Ball Tempering should not be allowed as it will harm the fair nature of the game

October 27, 2013, 16:24 GMT


It should stay illegal but other rules like the 4 players outside the circle rule should be changed because cricket is turning into a complete batsmen's game.

October 27, 2013, 7:39 GMT


The only ball tampering I want to see, is when a batsmen hits the ball so hard that the shape of it gets changed - that should be legal

October 26, 2013, 3:57 GMT


How on earth did this question not become relevant before? I believe Harsha wrote an article on this sometime ago, but it faded without recognition.

I would say yes, but with serious reservations. I have no idea how you would track the degree of ball-tampering or how you would enforce it without regular inspections. How would this even work?

The batsmen have had rules adjusted in their favour. They haven't been told they can hold wider bats or something that gives their means more reach.

Perhaps it should be legalized, but only during overs when its already fairly old (20-30 over mark) and you want to get more swing and turn through. But even this has flaws in the logic.

October 28, 2013, 3:35 GMT


No. Never. "4 players outside the circle" rule should be changed. These days the game's completely turning out to be a batsmen's game. The rules should all be reviewed and the charisma of the game should be brought back from the 90's.
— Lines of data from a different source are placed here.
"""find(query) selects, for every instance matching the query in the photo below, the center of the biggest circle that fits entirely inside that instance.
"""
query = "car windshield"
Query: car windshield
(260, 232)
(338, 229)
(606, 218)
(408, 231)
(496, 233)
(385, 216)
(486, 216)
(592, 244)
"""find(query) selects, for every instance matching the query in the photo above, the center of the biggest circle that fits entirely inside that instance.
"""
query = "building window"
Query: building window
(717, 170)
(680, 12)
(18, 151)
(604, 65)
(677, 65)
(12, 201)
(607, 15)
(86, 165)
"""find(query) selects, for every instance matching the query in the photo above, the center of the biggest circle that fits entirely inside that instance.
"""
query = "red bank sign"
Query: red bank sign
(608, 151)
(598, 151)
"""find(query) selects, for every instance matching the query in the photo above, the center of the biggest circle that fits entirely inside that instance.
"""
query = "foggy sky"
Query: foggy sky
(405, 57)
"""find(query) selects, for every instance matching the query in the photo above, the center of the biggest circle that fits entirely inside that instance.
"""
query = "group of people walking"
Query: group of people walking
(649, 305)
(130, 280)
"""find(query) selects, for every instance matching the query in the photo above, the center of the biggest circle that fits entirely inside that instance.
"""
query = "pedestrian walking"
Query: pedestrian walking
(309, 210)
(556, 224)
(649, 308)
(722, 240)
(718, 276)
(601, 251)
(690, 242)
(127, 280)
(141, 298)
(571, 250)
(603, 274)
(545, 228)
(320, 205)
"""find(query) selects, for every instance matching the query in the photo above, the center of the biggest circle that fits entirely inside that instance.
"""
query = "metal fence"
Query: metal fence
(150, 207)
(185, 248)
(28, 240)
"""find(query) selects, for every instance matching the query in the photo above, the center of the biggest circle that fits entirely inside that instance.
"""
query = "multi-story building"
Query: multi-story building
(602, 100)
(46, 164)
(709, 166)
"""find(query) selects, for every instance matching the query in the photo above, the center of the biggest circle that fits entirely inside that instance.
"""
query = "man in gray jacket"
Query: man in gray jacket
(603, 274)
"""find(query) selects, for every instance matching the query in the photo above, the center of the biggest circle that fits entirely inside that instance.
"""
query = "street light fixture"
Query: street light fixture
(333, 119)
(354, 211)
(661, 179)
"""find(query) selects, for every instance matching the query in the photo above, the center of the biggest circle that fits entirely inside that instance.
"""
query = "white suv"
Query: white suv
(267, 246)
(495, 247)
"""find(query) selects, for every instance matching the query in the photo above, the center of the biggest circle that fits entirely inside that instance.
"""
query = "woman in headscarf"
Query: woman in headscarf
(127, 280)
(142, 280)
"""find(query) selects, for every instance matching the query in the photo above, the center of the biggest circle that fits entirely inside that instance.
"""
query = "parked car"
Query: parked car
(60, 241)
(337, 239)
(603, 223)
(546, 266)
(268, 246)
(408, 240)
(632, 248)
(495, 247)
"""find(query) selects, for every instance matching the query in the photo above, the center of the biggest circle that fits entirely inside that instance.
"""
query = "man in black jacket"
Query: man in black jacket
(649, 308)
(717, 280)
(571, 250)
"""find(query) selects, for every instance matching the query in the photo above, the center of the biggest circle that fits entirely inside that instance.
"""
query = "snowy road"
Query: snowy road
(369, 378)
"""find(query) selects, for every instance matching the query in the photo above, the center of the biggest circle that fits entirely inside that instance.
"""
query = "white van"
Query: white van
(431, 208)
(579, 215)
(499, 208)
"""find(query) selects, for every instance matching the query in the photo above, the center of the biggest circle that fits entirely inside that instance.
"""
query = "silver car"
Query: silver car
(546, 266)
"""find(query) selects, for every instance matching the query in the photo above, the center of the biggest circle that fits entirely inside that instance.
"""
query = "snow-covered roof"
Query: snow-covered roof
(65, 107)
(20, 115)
October 27, 2013, 13:49 GMT


Yes, let tampering be legalized. There will be new positions created in the team apart from batsman, bowler, wicket-keeper and all-rounders - the ball tamperer. If needed be the no. 11 position be replaced off a bowler. Ball tamperer may be equipped with different tools like, you know, knives etc. (Onion cutting or potato peeling personnel working in different restaurants may look for a new career in cricket! BYE BYE, NATURAL REVERSE-SWING BOWLERS). Only then the game of cricket will be super balanced and entertaining!

October 27, 2013, 9:53 GMT


no to ball tempering, we need to keep the cricket fair play but unfortunately all rules are made to settle scores. There are different rules for different countries, and this is the reason cricket is limited to few countires and not expanding to other nations.

October 27, 2013, 9:38 GMT


I think that that getting the ball to reverse swing is a fascinating aspect of cricket. But it should not be done with external aids, including fingernails and teeth. So I think its perfectly fine to allow throwing the ball in on the bounce, for players to use the cloth of their clothes and saliva/sweat to prepare the ball. If this is what is meant by legalising ball tampering, then I am all for it, otherwise no. Getting the ball to reverse should take skill and time, allowing for that period between the new and old ball for the batsmen to have their way.

October 27, 2013, 8:53 GMT


NO...that will lead to a lot more controversies and we don't need that. Please keep the game as simple as possible and learn to use the natural wear & tear of the ball to your potential instead of trying to create it.

October 27, 2013, 8:12 GMT


According to the ICC rule pertaining to altering the condition of the ball, nothing can be applied to the ball be it saliva or sweat. So, keeping in mind that bowlers have been doing that for ages, the ball tampering is also alive and kicking. So to say that ball tampering is banned, may not be true entirely. Whether ball tampering has to be banned or not, application of saliva and sweat has to be kept in mind while applying the rule.